Hay dos realidades innegables. La primera son los elevadísimos índices de corrupción de nuestra clase política. Sus maniobras van desde hacer caja vía contratos a medida para cobrar vueltos o directamente la factura entera, autorregularse salarios y adicionales, pasando por enriquecer a los leales de manera más “elegante”: reparto semi-legal de prebendas, subsidios, cargos, registros del automotor, llegando a directamente meter la mano sin ninguna clase de control en todo tipo de fondos públicos.
Todos, desde Néstor Kirchner a Mauricio Macri han demostrado casi el mismo modus operandi, siempre paralelo a la discrecionalidad con que manejan de manera semilegal pero ilegítima los recursos del estado para favorecer a gobernadores, intendentes y demás dirigentes del propio bando. Y ahí entra el segundo punto: con “la justicia” pasa lo mismo.
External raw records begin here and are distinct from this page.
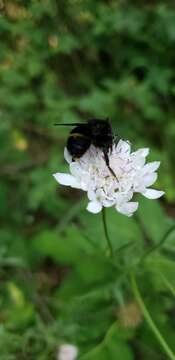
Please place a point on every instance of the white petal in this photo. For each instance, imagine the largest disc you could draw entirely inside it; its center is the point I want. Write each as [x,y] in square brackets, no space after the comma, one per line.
[149,179]
[152,194]
[67,156]
[141,152]
[128,208]
[67,179]
[123,147]
[91,195]
[94,206]
[151,167]
[75,169]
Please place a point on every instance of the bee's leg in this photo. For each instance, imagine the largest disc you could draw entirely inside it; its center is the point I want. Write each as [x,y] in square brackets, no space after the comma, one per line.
[107,163]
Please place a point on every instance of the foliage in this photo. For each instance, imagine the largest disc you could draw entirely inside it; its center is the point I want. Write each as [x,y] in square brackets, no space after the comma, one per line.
[63,61]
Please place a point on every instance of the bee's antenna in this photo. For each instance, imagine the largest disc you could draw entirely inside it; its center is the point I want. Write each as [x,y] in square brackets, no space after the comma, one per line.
[73,124]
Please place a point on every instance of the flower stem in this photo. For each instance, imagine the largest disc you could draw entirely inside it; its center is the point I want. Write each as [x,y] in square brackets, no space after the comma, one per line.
[106,232]
[149,320]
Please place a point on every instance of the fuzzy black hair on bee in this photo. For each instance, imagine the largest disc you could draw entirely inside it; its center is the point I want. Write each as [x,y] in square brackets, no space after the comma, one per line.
[97,132]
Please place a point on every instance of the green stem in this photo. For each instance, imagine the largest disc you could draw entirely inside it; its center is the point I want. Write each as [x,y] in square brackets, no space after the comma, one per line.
[168,284]
[149,320]
[106,232]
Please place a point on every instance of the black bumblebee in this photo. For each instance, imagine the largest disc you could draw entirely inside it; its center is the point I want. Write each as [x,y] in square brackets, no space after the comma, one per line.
[95,131]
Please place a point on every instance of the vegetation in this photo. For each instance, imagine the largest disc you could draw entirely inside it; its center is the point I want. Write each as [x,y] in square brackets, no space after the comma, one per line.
[69,60]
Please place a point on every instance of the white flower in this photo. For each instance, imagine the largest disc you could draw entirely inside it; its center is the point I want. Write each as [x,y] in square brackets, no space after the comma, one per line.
[91,174]
[67,352]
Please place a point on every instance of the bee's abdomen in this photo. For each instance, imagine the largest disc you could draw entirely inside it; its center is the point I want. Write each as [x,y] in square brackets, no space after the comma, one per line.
[78,144]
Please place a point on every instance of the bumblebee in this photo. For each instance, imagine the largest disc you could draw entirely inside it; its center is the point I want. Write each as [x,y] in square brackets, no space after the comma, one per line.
[97,132]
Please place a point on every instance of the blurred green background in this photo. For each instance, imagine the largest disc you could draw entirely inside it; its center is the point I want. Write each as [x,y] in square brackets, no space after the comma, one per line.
[65,61]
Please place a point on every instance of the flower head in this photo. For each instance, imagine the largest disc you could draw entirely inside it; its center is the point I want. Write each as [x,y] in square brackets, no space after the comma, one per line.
[67,352]
[91,174]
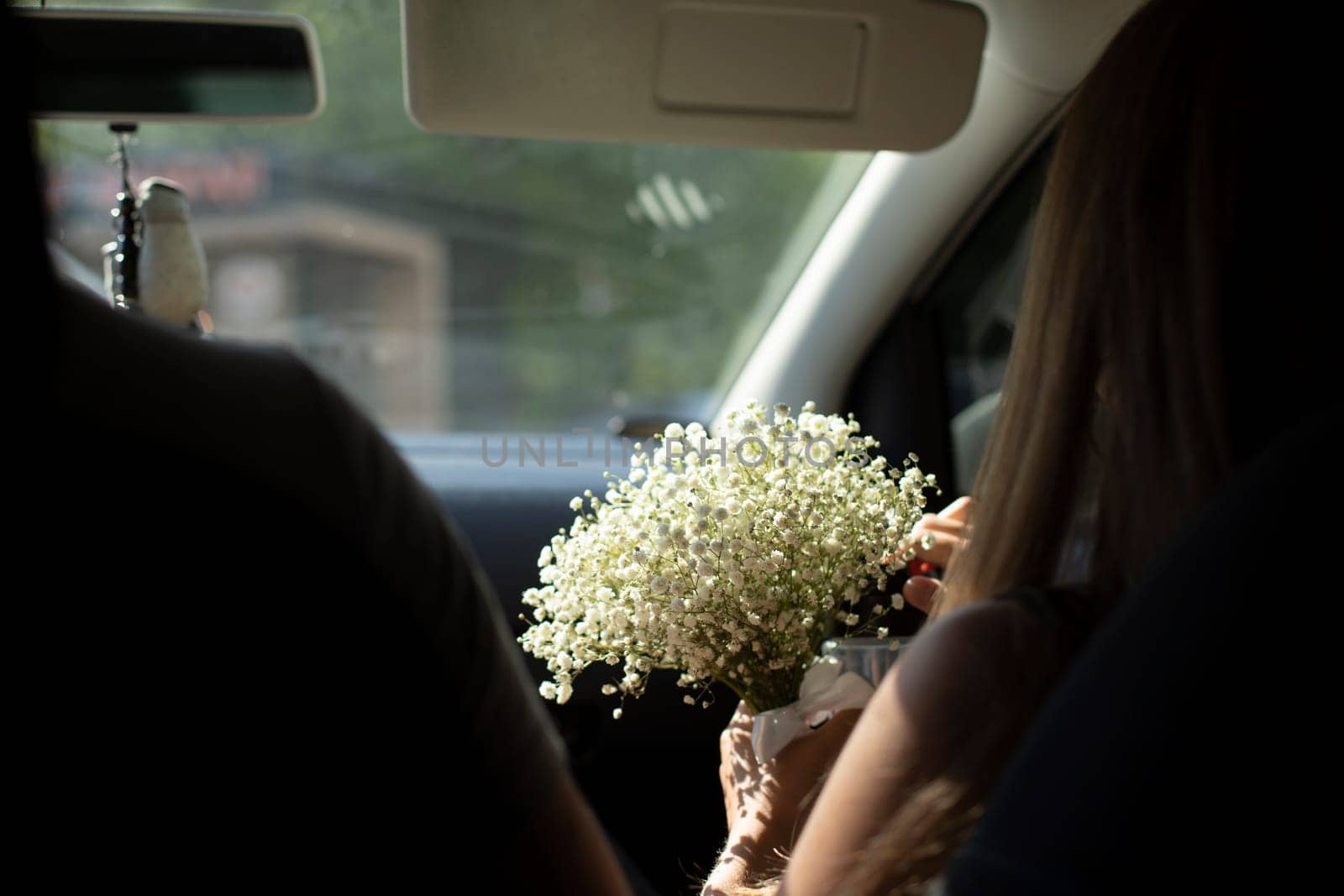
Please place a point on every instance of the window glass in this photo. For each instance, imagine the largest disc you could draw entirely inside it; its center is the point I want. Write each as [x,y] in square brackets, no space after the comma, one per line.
[976,297]
[468,284]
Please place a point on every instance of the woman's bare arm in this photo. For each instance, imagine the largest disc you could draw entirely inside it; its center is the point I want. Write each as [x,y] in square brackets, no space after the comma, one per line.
[929,700]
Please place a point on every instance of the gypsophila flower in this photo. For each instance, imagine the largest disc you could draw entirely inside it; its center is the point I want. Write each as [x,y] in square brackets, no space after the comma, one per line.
[718,555]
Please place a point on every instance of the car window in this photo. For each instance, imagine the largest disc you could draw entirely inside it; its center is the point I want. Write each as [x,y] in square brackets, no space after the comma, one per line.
[974,298]
[456,284]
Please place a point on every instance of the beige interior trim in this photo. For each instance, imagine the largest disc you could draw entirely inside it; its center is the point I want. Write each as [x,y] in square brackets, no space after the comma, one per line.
[817,74]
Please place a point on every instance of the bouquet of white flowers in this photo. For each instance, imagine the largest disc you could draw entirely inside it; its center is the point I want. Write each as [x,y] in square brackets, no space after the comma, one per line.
[729,557]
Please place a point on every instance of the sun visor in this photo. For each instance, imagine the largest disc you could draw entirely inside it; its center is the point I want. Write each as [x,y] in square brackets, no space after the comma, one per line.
[864,74]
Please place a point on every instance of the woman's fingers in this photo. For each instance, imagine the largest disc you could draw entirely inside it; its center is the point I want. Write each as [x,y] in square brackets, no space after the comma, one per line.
[920,591]
[934,547]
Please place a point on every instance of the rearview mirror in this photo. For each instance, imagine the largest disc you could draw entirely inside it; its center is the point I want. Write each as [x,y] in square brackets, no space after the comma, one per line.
[172,66]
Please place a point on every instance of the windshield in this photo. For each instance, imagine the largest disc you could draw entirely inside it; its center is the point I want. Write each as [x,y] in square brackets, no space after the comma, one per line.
[470,284]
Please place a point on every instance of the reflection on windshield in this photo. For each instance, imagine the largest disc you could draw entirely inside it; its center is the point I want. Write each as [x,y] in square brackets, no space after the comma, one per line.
[463,282]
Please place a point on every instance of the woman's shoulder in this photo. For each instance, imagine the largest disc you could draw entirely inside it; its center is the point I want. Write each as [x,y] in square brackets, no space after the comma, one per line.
[991,651]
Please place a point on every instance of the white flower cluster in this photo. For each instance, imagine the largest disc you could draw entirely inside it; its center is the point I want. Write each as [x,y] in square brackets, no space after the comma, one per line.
[726,557]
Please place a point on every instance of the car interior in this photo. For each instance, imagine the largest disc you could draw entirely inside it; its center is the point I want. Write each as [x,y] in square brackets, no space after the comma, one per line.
[522,235]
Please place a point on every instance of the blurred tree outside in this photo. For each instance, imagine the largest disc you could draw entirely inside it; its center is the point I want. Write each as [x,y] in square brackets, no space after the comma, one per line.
[564,298]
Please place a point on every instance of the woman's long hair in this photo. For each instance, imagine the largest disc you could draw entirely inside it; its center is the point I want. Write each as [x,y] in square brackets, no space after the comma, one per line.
[1116,421]
[1136,380]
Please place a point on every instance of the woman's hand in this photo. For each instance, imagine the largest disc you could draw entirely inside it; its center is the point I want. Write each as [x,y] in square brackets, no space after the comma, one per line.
[768,802]
[944,533]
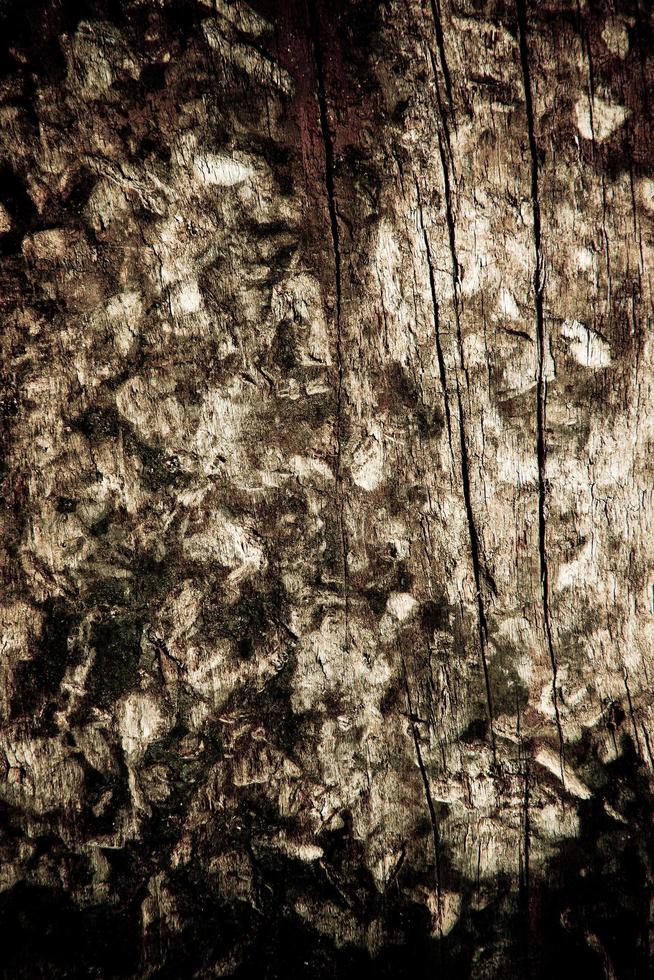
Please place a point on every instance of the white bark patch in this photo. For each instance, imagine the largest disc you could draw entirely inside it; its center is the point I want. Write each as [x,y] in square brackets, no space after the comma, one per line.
[217,169]
[368,464]
[508,305]
[616,37]
[140,722]
[5,220]
[584,258]
[550,761]
[605,119]
[646,193]
[227,543]
[400,605]
[187,298]
[587,347]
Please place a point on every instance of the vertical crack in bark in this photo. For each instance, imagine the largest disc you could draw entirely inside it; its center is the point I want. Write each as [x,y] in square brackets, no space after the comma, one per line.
[436,315]
[330,190]
[541,384]
[440,42]
[475,548]
[428,797]
[523,759]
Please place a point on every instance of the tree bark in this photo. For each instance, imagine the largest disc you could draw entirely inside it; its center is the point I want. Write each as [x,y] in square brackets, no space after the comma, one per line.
[328,528]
Desde un tribunal de faltas municipal a la Corte Suprema nacional, pasando por el no menor rango de la justicia penal federal, “izquierda” y “derecha” argentina se han comportado y se comportan de la misma forma: colocar a los propios y pisotear a los ajenos.
En ese marco, no es raro que las causas penales –a menudo repletas de pruebas pero también enmarcadas por evidencias que no llegaron a tales por la lentitud del accionar judicial– se activen o desactiven de acuerdo al poder que tienen los imputados o eventuales imputados.

Por esta, y no otra razón, el concepto de lawfare y de preso político tiene sentido en Argentina: cualquier dirigente caerá preso por decisiones políticas, sean de los propios jueces manipulando de manera burda su mandato constitucional, sea por algún oscuro acuerdo o presión entre quienes tienen el poder ejecutivo bajo sus manos y los propios magistrados.
Ahora bien, ¿acaso esto hace de quien puede ser eventualmente condenado una persona inocente? De ninguna manera. No hubo detenido y condenado (por razones políticas) más conspicuo que el archicorrupto Carlos Saúl Menem.